The studies should allow the FDA to assess the impact, if any, attributable to the abuse-deterrent properties in the community. Having that information is critical and will allow us to determine the next steps in this area. It's important to understand that the science of abuse deterrence is relatively new, and both the formulation technologies and the analytical, clinical, and statistical methods for evaluating those technologies are rapidly evolving.

Medscape: How many products with these properties have been approved? How do they differ, and are there clinical scenarios that are particularly appropriate for each?

Dr Throckmorton: To date, the FDA has approved seven extended-release/long-acting (ER/LA) opioids with labeling describing abuse-deterrent properties (Table) that remain consistent with the FDA's 2015 final guidance for industry, Abuse-Deterrent Opioids—Evaluation and Labeling.

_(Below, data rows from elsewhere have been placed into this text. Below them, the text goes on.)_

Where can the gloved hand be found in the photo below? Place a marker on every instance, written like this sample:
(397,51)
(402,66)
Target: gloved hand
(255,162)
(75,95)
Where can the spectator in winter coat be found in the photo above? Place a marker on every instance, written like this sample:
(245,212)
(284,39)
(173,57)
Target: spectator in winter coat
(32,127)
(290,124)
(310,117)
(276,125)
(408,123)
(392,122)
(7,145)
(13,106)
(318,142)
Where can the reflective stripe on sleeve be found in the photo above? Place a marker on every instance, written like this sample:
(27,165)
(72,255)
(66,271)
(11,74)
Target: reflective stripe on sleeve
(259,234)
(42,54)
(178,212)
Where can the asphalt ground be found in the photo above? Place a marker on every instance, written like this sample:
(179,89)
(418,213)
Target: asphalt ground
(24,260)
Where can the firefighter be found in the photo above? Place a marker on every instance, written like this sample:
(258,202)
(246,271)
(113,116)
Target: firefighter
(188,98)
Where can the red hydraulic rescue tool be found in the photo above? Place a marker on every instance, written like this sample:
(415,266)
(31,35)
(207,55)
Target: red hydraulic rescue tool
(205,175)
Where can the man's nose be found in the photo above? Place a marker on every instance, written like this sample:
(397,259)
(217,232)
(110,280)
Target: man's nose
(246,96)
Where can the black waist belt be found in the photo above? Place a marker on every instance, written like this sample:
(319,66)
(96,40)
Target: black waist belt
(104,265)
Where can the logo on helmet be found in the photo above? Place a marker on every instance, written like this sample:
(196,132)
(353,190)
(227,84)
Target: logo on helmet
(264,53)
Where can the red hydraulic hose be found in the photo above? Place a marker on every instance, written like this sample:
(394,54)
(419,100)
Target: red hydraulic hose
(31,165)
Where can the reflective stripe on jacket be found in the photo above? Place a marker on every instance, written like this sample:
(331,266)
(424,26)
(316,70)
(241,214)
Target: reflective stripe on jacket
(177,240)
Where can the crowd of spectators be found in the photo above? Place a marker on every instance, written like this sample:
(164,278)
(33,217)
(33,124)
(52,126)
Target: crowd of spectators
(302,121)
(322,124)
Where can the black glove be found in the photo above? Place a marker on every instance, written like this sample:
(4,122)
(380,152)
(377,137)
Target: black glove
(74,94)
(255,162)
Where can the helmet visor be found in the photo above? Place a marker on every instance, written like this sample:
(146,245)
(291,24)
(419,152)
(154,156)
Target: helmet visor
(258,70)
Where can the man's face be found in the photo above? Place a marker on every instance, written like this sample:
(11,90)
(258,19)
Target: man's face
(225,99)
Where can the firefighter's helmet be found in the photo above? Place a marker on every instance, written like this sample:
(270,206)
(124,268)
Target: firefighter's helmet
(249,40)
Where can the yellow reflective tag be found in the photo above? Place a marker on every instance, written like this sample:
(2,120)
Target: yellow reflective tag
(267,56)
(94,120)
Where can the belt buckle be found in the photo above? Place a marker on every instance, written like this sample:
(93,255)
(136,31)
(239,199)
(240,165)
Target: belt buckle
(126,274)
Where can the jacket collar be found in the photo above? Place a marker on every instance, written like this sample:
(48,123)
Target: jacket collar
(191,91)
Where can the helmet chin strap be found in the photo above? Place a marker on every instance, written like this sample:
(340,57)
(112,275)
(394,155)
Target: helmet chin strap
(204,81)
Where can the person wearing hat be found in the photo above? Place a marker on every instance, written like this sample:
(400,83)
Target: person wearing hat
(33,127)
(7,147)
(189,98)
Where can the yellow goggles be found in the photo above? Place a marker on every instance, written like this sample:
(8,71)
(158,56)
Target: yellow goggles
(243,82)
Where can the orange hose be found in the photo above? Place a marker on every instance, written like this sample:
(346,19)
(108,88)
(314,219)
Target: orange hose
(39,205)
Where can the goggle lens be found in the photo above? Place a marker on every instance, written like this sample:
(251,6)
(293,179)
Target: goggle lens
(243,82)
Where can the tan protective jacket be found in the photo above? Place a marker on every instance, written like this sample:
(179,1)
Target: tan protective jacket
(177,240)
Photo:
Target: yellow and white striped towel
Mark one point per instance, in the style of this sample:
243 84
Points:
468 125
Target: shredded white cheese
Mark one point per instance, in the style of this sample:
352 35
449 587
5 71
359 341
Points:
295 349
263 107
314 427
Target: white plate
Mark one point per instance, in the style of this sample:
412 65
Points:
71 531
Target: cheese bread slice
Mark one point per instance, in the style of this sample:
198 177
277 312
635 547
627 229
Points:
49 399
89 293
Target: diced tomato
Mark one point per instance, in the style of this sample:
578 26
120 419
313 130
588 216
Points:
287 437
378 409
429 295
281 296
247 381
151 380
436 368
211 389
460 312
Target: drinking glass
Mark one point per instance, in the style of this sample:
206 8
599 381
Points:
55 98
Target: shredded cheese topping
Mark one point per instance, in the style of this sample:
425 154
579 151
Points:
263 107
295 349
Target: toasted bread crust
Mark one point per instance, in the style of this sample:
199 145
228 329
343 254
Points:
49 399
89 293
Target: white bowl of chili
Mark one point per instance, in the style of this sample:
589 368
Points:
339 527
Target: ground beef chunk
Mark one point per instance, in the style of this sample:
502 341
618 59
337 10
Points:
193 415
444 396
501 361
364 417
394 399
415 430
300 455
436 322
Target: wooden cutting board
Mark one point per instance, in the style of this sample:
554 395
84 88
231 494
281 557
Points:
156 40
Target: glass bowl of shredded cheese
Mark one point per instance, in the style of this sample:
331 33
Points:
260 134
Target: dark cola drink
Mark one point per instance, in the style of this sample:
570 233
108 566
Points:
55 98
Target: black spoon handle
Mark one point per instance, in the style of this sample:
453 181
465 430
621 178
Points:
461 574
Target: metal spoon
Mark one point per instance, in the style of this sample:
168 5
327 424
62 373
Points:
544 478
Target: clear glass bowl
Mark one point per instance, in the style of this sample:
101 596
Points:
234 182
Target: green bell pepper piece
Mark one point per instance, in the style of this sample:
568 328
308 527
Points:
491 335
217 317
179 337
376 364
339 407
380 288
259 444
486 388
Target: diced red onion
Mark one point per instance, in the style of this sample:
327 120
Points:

Table. Abuse-Deterrent Products

Product Formulation Approval Date
OxyContin® Oxycodone—crush/extraction resistant April 2013
Targiniq™ ER Oxycodone hydrochloride and naloxone July 2014
Embeda® Morphine sulfate and naltrexone October 2014
Hysingla™ ER Hydrocodone—crush/extraction resistant November 2014
Morphabond™ Morphine sulfate—crush/extraction resistant October 2015
Xtampza™ ER Oxycodone—crush/extraction resistant April 2016
Troxyca® ER Oxycodone hydrochloride and naltrexone hydrochloride August 2016

ER = extended-release

Prescribers should carefully review the labeling of these products for more detailed information on the routes of abuse that each product is expected to deter and the studies that support those conclusions.